Chemotherapy medications are extremely drying to the tissues of your body. It’s preferable to consume 3 liters of water every hour following an infusion till bedtime. Caffeine is also dehydrating, so avoid it. You may feel worse overall if you become dehydrated.

Eat light food

Eat light and high-fiber foods two to three hours before an infusion. Chemo medications reduce peristalsis (the movement of your digestive tract), so whatever you eat may be in your digestive tract for longer than usual and will dry out, creating bowel movement problems. The medications widely used to prevent nausea and vomiting can also cause constipation. Even if it is recommended that you use medications to avoid constipation, these will only function if you are sufficiently hydrated.

Be ready for pre-chemo blood tests

A complete blood count will be performed before each round of treatment. Your CBC gives you information on all of the many types of blood cells produced by the bone marrow that can be affected by chemotherapy. To determine if you have anemia, your red blood cell count and hemoglobin levels are examined. Anemia can cause fatigue and lightheadedness. Your white blood cell count will tell your doctor if you have neutropenia, which is a lack of neutrophils, a type of white blood cell. You may be at risk of infection if your neutrophil count is too low. In some chemotherapy regimens, your oncologist may advise you to take Neulasta or Neupogen, both of which are anti-cancer drugs.

Learn about each drug

Every chemotherapy infusion contains a cocktail of medicines. Some are cancer-fighting drugs, while others are anti-side-effect medications. Ask about all of the medications you receive, including:


  • What exactly is this medication?
  • What are the possible side effects?
  • What will I feel like after taking this drug?
  • How am I going to deal with this?
  • Who should I call if I have any concerns about this?
  • How can this help in the death of cancer cells?

Learn More About Your Post-Chemotherapy Medications

If you’ve been prescribed post-chemo drugs, be sure you understand how and when to take them. There are few side effects of cancerĀ  treatment. The drugs that are used to treat nausea and vomiting differ. Some are to be used on a regular basis to prevent chemotherapy-induced nausea. To be most effective, these drugs must be taken prior to feeling ill. Other nausea drugs are only used when you are already feeling extremely nauseous or vomiting.

Keep Track of Your Side Effects

Inform your healthcare provider if you experience bothersome chemotherapy side effects such as nausea, vomiting, diarrhea, rash, swelling, or unusual pain around the injection site. Your healthcare physician will want to know how frequently you have problems, how severe they are, and how you’re dealing with them. It’s a good idea to keep track of any symptoms you experience at home after therapy. It is easier to recollect and bring up any issues you may have if you have notes to refer to when you next visit the doctor.

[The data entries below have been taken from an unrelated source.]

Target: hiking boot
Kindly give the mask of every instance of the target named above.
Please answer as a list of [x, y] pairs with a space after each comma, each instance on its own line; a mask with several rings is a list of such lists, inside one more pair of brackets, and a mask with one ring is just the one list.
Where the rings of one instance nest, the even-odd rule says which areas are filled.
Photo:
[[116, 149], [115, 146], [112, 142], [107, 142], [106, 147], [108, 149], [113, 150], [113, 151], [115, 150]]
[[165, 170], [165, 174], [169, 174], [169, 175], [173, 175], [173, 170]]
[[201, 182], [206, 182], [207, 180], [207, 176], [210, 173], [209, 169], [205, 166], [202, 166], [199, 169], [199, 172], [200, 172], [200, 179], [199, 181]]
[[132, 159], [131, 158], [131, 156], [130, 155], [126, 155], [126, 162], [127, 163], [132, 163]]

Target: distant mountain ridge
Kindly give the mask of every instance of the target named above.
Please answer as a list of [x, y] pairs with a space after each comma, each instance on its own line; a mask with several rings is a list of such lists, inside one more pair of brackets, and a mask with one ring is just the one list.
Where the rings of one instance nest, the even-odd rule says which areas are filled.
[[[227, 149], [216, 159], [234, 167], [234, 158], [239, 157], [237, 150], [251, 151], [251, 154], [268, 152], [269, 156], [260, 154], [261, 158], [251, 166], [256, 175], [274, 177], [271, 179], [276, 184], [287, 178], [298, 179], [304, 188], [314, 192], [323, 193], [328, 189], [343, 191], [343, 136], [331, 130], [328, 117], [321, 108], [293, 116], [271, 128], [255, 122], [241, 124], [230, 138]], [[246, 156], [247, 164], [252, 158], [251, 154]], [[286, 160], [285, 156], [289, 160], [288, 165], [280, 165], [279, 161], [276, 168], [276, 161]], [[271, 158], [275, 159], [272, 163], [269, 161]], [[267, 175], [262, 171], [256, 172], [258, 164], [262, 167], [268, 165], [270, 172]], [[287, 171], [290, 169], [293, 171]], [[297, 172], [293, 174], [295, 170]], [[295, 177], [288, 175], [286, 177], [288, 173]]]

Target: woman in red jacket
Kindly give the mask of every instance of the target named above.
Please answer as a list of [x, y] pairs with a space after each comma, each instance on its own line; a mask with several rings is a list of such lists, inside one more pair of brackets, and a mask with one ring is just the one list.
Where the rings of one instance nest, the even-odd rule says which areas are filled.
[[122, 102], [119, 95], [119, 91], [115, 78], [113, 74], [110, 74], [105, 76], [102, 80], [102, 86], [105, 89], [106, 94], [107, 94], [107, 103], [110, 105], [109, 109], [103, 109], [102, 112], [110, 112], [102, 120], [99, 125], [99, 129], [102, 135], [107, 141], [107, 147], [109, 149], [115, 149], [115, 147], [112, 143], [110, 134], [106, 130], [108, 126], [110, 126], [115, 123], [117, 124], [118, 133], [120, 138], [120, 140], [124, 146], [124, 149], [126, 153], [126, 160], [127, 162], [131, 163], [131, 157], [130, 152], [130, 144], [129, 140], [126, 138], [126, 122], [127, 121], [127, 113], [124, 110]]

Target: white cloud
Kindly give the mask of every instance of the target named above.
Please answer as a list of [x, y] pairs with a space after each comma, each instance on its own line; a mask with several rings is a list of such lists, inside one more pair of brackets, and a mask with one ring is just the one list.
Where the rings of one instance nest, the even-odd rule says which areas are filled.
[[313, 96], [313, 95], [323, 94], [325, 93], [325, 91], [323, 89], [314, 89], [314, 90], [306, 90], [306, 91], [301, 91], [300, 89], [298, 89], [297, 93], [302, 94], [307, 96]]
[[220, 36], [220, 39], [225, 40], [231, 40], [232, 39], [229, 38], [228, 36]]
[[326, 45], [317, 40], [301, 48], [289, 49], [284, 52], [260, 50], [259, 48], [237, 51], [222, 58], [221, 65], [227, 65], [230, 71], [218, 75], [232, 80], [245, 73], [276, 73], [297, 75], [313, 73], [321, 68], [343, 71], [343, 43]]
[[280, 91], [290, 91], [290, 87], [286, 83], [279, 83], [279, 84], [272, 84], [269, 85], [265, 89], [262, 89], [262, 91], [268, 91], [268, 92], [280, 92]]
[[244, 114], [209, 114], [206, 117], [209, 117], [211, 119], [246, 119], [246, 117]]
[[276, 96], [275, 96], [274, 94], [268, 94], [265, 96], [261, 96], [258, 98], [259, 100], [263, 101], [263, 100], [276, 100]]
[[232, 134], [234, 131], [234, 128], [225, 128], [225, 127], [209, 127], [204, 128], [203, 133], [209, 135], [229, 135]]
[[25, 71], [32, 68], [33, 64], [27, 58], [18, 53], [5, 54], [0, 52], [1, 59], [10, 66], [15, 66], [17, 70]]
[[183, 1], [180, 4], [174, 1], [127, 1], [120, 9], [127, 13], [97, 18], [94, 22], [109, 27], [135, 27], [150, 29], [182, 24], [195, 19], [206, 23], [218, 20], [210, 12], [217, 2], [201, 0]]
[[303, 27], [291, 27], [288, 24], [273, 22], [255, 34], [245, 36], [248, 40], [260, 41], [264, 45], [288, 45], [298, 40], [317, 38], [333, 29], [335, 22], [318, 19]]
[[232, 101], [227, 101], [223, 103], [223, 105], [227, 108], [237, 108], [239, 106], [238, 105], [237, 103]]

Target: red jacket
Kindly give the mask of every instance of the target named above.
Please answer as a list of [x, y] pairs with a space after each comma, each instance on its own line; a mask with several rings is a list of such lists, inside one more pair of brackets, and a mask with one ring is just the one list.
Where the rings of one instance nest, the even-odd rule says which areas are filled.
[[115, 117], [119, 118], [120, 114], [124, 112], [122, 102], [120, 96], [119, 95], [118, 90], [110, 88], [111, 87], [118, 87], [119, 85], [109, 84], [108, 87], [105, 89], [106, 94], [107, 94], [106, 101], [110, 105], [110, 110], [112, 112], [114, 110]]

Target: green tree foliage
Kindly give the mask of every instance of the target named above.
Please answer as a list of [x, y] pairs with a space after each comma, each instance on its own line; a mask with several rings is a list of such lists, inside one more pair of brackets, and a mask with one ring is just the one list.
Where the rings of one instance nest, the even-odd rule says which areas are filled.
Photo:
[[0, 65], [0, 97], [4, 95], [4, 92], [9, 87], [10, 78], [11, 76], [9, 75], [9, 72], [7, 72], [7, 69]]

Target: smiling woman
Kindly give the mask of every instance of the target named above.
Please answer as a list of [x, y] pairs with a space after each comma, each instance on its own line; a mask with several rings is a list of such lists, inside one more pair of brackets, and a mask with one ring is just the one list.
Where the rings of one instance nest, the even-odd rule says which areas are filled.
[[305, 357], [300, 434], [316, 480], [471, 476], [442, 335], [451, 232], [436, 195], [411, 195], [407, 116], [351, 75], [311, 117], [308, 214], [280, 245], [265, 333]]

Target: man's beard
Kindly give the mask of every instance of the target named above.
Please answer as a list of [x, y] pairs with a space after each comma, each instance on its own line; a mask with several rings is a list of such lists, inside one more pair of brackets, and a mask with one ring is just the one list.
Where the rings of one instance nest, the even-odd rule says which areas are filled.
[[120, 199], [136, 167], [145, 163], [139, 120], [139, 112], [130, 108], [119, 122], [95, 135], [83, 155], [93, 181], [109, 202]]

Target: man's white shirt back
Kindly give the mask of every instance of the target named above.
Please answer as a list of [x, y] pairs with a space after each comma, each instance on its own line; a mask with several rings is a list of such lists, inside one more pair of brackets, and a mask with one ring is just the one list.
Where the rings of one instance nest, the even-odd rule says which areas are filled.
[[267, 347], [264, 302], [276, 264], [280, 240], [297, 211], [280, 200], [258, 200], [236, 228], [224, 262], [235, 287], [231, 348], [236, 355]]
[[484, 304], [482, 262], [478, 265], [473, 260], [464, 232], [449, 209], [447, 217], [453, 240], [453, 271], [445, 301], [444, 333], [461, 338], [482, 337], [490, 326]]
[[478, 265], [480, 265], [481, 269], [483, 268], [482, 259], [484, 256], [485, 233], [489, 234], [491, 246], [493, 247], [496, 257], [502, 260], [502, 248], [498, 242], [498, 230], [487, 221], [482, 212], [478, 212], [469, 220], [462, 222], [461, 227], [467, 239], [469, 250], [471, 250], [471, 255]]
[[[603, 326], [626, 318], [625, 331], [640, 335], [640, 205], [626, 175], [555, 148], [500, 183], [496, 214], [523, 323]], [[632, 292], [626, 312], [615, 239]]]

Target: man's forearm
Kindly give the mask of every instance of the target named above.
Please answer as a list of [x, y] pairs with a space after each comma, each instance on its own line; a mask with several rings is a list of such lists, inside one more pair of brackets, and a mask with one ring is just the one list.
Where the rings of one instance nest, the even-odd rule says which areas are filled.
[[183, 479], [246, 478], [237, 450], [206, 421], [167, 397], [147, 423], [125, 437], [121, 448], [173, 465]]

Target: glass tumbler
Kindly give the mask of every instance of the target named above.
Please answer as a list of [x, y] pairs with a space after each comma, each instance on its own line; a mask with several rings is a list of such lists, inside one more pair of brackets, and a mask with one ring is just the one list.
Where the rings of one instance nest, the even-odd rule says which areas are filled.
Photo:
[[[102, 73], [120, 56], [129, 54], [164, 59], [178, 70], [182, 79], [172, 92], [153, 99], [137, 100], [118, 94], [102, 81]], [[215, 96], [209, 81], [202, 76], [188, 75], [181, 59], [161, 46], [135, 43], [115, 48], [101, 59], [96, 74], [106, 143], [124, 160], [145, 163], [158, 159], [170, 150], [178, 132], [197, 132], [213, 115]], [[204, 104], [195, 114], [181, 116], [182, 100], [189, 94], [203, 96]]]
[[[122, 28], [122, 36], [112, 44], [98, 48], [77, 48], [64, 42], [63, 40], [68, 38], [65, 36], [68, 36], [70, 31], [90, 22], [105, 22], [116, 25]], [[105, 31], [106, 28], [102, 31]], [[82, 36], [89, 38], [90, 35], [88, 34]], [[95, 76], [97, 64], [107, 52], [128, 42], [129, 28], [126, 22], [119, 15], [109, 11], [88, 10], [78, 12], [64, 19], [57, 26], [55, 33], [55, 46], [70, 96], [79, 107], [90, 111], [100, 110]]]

These items will be useful to you throughout your chemotherapy and other treatment-related difficulties. Discuss any new or worsening symptoms with your healthcare professional as soon as possible. Also, keep track of any medicines that help your symptoms (for example, using a prescribed anti-nausea medication, taking time to rest, or drinking extra fluid). This list can come in handy later if you have the same problem after a future treatment.